I sopravvissuti raccontano di tank israeliani che, dopo essersi fermati davanti agli appartamenti, intimavano ai residenti di uscirne. Di solito, i primi ad obbedire erano i bambini, gli anziani e le donne. Che, altrettanto prontamente, venivano messi in fila e fucilati sul posto. Decine di famiglie sono state smembrate in questo modo. Nello scorso mese, l’assassinio deliberato di bambini e donne disarmate è stato anche confermato da attivisti per i diritti umani.

Eliminazione di ambulanze

Almeno 13 ambulanze sono state vittima di sparatorie. Gli autisti e gli infermieri sono stati sparati mentre recuperavano ed evacuavano i feriti.

Bombe a grappolo

Le prime vittime delle bombe a grappolo sono state ricoverate all’ospedale Abu Yusef Najjar. Più della metà dei tunnel di Gaza sono stati distrutti, rendendo inutilizzabile gran parte delle infrastrutture atte alla circolazione dei beni primari. Al contrario di ciò che si pensa, questi tunnel non sono depositi per armi (anche se potrebbero essere stati usati per trafugare armi leggere), ma per carburante ed alimenti. Lo scavo di nuovi tunnel, che ora occupa un buon numero di palestinesi, ha talvolta innescato bombe a grappolo presenti sul suolo. Questo tipo di ordigni è stato usato al confine di Rafah e già cinque ustionati gravi sono stati portati all’ospedale dopo l’esplosione di queste trappole.

Conteggio dei morti

Al 25 gennaio 2009, la stima dei morti è arrivata a 1.350. Il numero è in continua ascesa a causa della mole di feriti gravi che continuano a morire negli ospedali. Il 60% dei morti è costituito da bambini.

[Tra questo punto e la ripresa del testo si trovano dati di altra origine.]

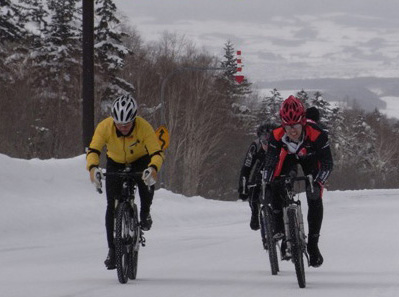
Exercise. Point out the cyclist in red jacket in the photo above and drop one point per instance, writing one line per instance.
(298, 141)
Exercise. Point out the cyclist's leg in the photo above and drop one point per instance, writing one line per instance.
(315, 215)
(113, 186)
(254, 205)
(314, 199)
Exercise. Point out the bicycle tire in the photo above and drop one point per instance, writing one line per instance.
(266, 220)
(122, 240)
(134, 255)
(296, 247)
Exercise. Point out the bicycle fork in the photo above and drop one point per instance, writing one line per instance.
(299, 218)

Il numero dei feriti gravi è di 5.450, con un 40% di bambini. Si tratta in massima parte di pazienti ustionati o politraumatici. Coloro che hanno subito fratture ad un solo arto e coloro che, pur avendo riportato lesioni sono ancora in grado di camminare, non sono stati inclusi in questo conteggio.
Nelle nostre discussioni con infermiere e dottori, le parole "olocausto" e "catastrofe" sono state spesso menzionate. Lo staff medico al completo porta i segni del trauma psicologico dovuto al lavoro frenetico dell’ultimo mese, passato a fronteggiare le masse che hanno affollato le camere mortuarie e le sale operatorie. Molti dei pazienti sono deceduti nel Reparto Incidenti ed Emergenza, ancor prima della diagnosi. In un ospedale distrettuale, il chirurgo ortopedico ha portato a termine 13 fissazioni esterne in meno di un giorno.
Si stima che, tra i feriti gravi, 1.600 sono destinati a rimanere disabili a vita. Tra questi, molti hanno subito amputazioni, ferite alla colonna vertebrale, ferite alla testa, ustioni estese con contratture sfiguranti.

Fattori speciali

Durante l’invasione, il numero dei morti e dei feriti è stato particolarmente alto a causa dei seguenti motivi:

* Nessuna via di fuga: Gaza è stata sigillata dalle truppe israeliane, che hanno impedito a chiunque di fuggire dai bombardamenti e dall’invasione terrestre. Semplicemente, non c’era alcuna via di fuga. Anche all’interno dei confini di Gaza gli spostamenti dal nord al sud sono stati resi impossibili dai tank israeliani, che hanno tagliato ogni via di comunicazione. Al contrario della guerra in Libano dell’82 e del '06, in cui la popolazione poteva spostarsi dalle aree di bombardamento massiccio a quelle di relativa sicurezza, un opzione di questo tipo era preclusa a Gaza.

* La densità della popolazione di Gaza è eccezionale. E’ inquietante notare che le bombe impiegate dall’esercito israeliano sono "ad alta precisione". Il loro tasso di successo, nel centrare palazzi affollati, è del 100%. Altri esempi? Il mercato centrale, le stazioni di polizia, le scuole, gli edifici dell’ONU (in cui gli abitanti erano confluiti per sfuggire ai bombardamenti), le moschee (di cui 40 sono state rase al suolo) e le case delle famiglie, convinte di essere al sicuro perché tra loro non si annidavano combattenti. Nei condomini, una sola bomba a implosione è sufficiente a sterminare decine di famiglie. Questa tendenza a prendere di mira i civili ci fa sospettare che gli obiettivi militari siano considerati bersagli collaterali, mentre l’obiettivo primario sia la popolazione.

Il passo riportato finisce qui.